What is the limit of $\int_{\mathbb{R}}f(x)|\sin( \lambda x)| dx$ for all integrable functions $f:\mathbb{R} \rightarrow \mathbb{C}$?

Question

What is the limit of $$\int_{\mathbb{R}}f(x)|\sin( \lambda x)| dx$$ for all integrable functions $f\colon\mathbb{R} \rightarrow \mathbb{C}$ when $|\lambda| \rightarrow \infty$?

I tried to use the Lemma of Riemann-Lebesgue.
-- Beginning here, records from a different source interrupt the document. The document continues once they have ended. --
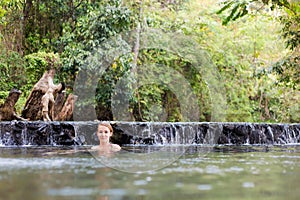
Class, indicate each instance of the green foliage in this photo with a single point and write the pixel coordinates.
(91, 30)
(11, 70)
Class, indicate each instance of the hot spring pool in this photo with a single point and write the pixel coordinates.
(219, 172)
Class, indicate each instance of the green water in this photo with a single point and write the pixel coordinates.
(224, 172)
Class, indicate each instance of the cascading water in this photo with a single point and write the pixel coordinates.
(78, 133)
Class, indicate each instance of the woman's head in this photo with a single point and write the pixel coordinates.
(107, 125)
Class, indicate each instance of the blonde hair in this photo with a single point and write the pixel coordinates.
(106, 124)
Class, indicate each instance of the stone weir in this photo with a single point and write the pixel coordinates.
(84, 133)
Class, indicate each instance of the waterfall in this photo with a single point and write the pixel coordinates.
(148, 133)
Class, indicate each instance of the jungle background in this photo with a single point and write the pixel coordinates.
(255, 45)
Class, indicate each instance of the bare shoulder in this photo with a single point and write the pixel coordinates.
(95, 147)
(115, 147)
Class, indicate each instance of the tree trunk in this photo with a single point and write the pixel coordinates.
(33, 109)
(7, 110)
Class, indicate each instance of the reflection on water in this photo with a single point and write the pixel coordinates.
(221, 172)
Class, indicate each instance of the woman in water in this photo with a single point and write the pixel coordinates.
(104, 132)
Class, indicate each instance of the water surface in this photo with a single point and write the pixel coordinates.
(222, 172)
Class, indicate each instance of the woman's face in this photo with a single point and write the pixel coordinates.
(103, 133)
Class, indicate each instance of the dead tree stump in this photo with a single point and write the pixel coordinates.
(33, 107)
(7, 110)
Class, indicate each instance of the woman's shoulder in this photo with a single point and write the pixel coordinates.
(115, 147)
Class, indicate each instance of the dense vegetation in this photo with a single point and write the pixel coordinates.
(240, 58)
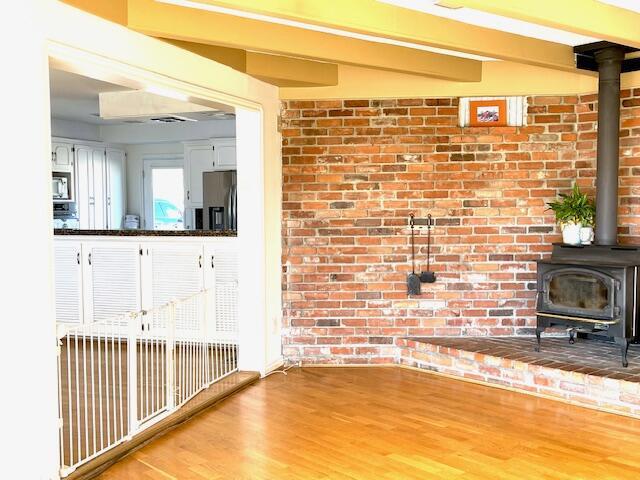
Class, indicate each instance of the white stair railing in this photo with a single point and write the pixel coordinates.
(118, 376)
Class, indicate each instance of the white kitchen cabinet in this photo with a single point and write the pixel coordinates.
(116, 187)
(61, 157)
(111, 279)
(205, 156)
(172, 271)
(100, 279)
(221, 279)
(67, 263)
(224, 154)
(91, 192)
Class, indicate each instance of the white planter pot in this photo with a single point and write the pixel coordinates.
(586, 235)
(571, 233)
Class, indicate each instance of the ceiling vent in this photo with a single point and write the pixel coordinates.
(171, 119)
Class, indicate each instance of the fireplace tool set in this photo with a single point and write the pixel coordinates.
(415, 280)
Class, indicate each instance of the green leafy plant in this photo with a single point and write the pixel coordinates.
(574, 207)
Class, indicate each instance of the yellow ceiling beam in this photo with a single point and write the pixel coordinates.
(586, 17)
(112, 10)
(380, 19)
(194, 25)
(275, 69)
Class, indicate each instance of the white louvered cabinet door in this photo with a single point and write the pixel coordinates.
(222, 281)
(112, 281)
(174, 272)
(68, 281)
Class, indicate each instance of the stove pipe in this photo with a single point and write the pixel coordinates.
(609, 62)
I want to prove that the integral of $|\sin(\lambda x)|$ is zero over one period when $|\lambda| \rightarrow \infty$.

I tried this: $$\int_{\mathbb{R}}\mathbb{1}_{[0,\pi]}\sin(\lambda x) dx= \frac{\cos(\lambda 0)-\cos(\lambda \pi)}{\lambda}\xrightarrow{|\lambda|\to\infty} 0$$

But then I doubted if this was indeed correct because $\lambda$ can be negative.
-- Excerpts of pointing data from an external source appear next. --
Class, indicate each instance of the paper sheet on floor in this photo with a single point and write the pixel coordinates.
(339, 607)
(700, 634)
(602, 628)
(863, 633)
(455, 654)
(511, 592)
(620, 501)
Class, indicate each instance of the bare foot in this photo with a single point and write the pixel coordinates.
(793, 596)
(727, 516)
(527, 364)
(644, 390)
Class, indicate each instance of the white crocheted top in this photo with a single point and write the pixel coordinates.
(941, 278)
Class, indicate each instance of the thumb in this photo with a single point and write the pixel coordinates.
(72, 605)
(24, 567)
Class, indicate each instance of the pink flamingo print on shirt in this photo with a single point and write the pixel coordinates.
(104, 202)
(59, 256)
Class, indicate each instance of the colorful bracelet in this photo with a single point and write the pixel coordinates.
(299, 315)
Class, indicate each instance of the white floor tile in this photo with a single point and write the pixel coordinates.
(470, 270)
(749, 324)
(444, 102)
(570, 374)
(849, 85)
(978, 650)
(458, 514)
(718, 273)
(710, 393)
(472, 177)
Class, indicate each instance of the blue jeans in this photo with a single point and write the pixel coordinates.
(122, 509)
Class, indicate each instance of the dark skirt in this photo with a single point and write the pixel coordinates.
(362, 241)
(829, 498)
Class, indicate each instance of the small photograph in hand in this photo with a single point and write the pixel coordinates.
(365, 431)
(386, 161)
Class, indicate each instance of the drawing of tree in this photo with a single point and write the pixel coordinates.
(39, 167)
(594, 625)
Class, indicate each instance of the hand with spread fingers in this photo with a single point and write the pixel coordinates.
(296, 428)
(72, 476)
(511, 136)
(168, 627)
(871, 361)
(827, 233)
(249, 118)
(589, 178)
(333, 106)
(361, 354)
Can anybody help me to prove this?

Answer 1

Using the fact that $f\in L^1$ can be approximated in $L^1$ by a step function (a function which can be expressed as $\sum_{j=1}^n c_j1_{I_j}$, where $\{I_j\}_{j=1}^n$ is a finite collection of disjoint open intervals and $c_j\in \mathbb{C}$) makes the problem much easier.

Fix $\epsilon>0$. Write $f=g+h$, where $g=\sum_{j=1}^n c_j1_{I_j}$ is a step function and $\|h\|_{L^1}<\epsilon$.

You can probably observe

$$\forall j,\lim_{\lambda\rightarrow\infty}\int_{I_j}|\sin(\lambda x)|dx=\frac{2}{\pi}m(I_j)$$

(For instance, you can show that by ignoring the rightmost portion of $I_j$, whose contribution to the integral shrinks as $\lambda\rightarrow\infty$, to make the integral periodic.)

Adding up these, you get

$$\lim_{\lambda\rightarrow\infty}\int_{\mathbb{R}}g|\sin(\lambda x)|dx=\frac{2}{\pi}\int_{\mathbb{R}}gdx$$

Now, since

$$\lim_{\epsilon\rightarrow0}\sup_{\lambda\neq0}\left|\int_{\mathbb{R}}gdx-\int_{\mathbb{R}}fdx\right|=\lim_{\epsilon\rightarrow0}\sup_{\lambda\neq0}\left|\int_{\mathbb{R}}h|\sin(\lambda x)|dx\right|=0$$

, taking $\epsilon\rightarrow0$, the answer is

$$\frac{2}{\pi}\int_{\mathbb{R}} fdx$$